And as explained by Grifka [20] children with cyanotic CHD may develop cyanosis for one of two reasons: either there is insufficient blood flow to the lungs, or a sizable volume of deoxygenated  blood is pumped to the body (systemic circulation) and a sizable amount of oxygenated blood is pushed back to the lungs (together with some blue blood).

 

In terms of feeding style, children with heart conditions had a much higher frequency of mixed breast-and-formula feedings than children in the control group, who had a significantly higher frequency of breast-feeding. This can be explained by the fact that adding bottle formula feeding to some meals makes feeding simpler and requires less effort because children with cardiac disorders may face feeding difficulties and early exhaustion owing to shortness of breath. 

 

This is in agreement with Jones, Desai [21] who stated that due to medical conditions, delayed transition to oral feeding, oral feeding rejection, developmental delays, and the effects of the stressful intensive care unit (ICU) environment, children with CHD typically encounter oral feeding difficulties.

 

With a mean IQ score of (93.8±5.8) in the control group and (82±9.7) in the cardiac illness group, there was a statistically significant difference between the study and control groups with regard to the IQ grades (P< 0.001). This could be as a result of hypoxia's harmful effects on the brain and cognition, lengthy hospital stays, and medical and surgical difficulties.

 

This came in agreement with[7] who suggested that the greatest risk variables for neurodevelopmental deficits in children with CHD were low birth weight, lengthy stays in the NICU, post-operative clinically confirmed seizures, and low socioeco-nomic status.

 

This also, was in agreement with several studies that indicated lower overall IQ scores for children with CHD were in the low average range [7, 8].

 

Additionally, a statistically significant difference was found between the two groups in terms of the receptive, expressive, and total language standard scores. This is because children with heart conditions have lower IQs, hospitalization causes environmental deprivation, and hypoxia affects neurodevelopment.

 

This was in agreement with Hövels-Gürich, Bauer[6] and Liamlahi and Latal [5] who demonstrated a greater frequency of linguistic problems in preschool-aged children with CHD. Also agreed with recent investigations by Karmacharya, Gagoski [22] and Sommariva, Zilli [3] who suggested that children with CHD may experience severe impairments in the brain networks responsible for language processing.

This, however, went against some neuro-psychological research by Cassidy, Ilardi [23] and Sarrechia, Miatton[24] who sugge-sted that language was a pretty well-preserved cognitive capacity in children with CHDs.

 

Regarding IQ and language outcomes, there were non-statistically significant differences between the conservative and surgical treatment modalities. This might be a result of recent advancements in surgical techniques that produce better results, have less side effects, and need shorter hospital stays.

 

This was contrary to the claim made by Mussatto, Hoffmann[4] and Sommariva, Zilli[3] that infants who have undergone heart surgery are more likely to have early language difficulties..

 

By correlation, there were positive significant correlations between IQ and standard scores of receptive, expressive and total language scores. This is due to the strong correlation between IQ and language development. This goes with Chomsky [25] who discovered a substantial correlation between language development and IQ throughout all levels.

 

There was negative significant correlation between parent consanguinity and standard scores of receptive and total language scores.

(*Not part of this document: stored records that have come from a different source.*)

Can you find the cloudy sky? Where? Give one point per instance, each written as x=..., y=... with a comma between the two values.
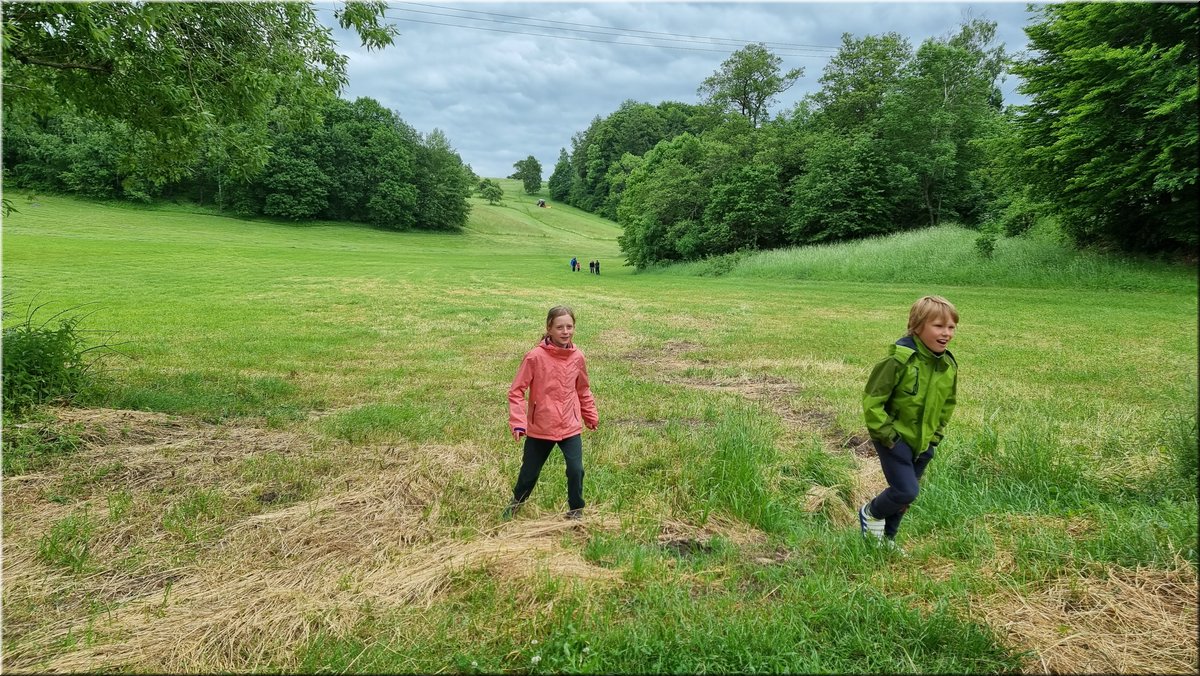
x=504, y=81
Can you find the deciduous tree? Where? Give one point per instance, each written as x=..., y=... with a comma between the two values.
x=1109, y=135
x=748, y=82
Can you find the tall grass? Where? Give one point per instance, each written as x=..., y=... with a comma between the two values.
x=385, y=359
x=948, y=256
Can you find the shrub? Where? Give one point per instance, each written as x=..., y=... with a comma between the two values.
x=43, y=363
x=985, y=244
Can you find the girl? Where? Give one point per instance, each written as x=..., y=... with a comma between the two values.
x=559, y=405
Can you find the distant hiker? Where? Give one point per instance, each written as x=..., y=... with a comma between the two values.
x=907, y=401
x=559, y=398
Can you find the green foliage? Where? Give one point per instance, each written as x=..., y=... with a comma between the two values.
x=748, y=82
x=528, y=171
x=1109, y=136
x=844, y=191
x=732, y=472
x=561, y=179
x=34, y=441
x=69, y=542
x=634, y=129
x=491, y=191
x=857, y=81
x=46, y=360
x=985, y=245
x=661, y=209
x=196, y=516
x=946, y=99
x=744, y=210
x=1017, y=262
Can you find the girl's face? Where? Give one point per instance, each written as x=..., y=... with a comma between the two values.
x=561, y=330
x=937, y=333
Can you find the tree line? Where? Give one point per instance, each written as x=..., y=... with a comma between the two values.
x=229, y=105
x=900, y=138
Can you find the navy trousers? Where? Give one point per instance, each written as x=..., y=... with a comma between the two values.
x=535, y=454
x=903, y=473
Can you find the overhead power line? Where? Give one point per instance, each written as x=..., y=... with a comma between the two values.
x=621, y=31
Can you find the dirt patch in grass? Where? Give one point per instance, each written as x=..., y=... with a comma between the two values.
x=1113, y=621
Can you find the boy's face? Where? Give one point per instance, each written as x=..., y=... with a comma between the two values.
x=936, y=333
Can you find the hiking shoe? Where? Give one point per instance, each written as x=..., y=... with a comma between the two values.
x=869, y=524
x=511, y=509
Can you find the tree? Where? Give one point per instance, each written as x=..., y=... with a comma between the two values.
x=946, y=97
x=561, y=180
x=856, y=82
x=180, y=71
x=844, y=191
x=491, y=191
x=1109, y=135
x=443, y=185
x=664, y=202
x=529, y=172
x=745, y=210
x=748, y=82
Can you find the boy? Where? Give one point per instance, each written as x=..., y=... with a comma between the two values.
x=907, y=402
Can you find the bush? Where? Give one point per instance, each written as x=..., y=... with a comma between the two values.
x=45, y=363
x=985, y=245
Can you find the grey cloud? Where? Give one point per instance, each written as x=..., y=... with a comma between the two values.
x=501, y=96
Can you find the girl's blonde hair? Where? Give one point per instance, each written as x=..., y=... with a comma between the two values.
x=930, y=306
x=556, y=312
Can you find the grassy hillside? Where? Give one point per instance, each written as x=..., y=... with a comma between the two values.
x=298, y=459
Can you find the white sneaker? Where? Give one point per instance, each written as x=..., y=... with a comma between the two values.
x=869, y=524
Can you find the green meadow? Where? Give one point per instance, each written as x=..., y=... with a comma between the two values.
x=295, y=455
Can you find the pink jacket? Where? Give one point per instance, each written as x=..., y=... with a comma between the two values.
x=559, y=398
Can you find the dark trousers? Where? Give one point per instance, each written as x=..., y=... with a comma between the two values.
x=535, y=454
x=903, y=473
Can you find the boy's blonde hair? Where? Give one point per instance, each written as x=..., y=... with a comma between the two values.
x=929, y=306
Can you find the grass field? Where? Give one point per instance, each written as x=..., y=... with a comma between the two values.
x=298, y=455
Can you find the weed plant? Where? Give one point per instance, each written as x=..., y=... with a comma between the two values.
x=353, y=383
x=951, y=256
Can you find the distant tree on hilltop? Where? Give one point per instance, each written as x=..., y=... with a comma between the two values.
x=529, y=172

This might be due to genetic factors and socioeconomic variables.

 

This came in agreement with Sunderajan and Kanhere[26] revealed that consanguinity is a statistically significant risk factor for language delay. This might be of a genetic etiology as suggested by Andres, Hafeez [27] who examined the association between consanguinity and SLI.

 

There was negative significant correlation between delayed walking and IQ, standard scores of receptive, expressive and total languages. The child's limited environm-ental exploration due to poorer motor development may slow down language development.

 

This was in agreement with Viholainen, Ahonen [28] who claimed that there is a strong likelihood that language and motor development are interrelated, and that an early delay in language development may be tied to an early delay in motor development.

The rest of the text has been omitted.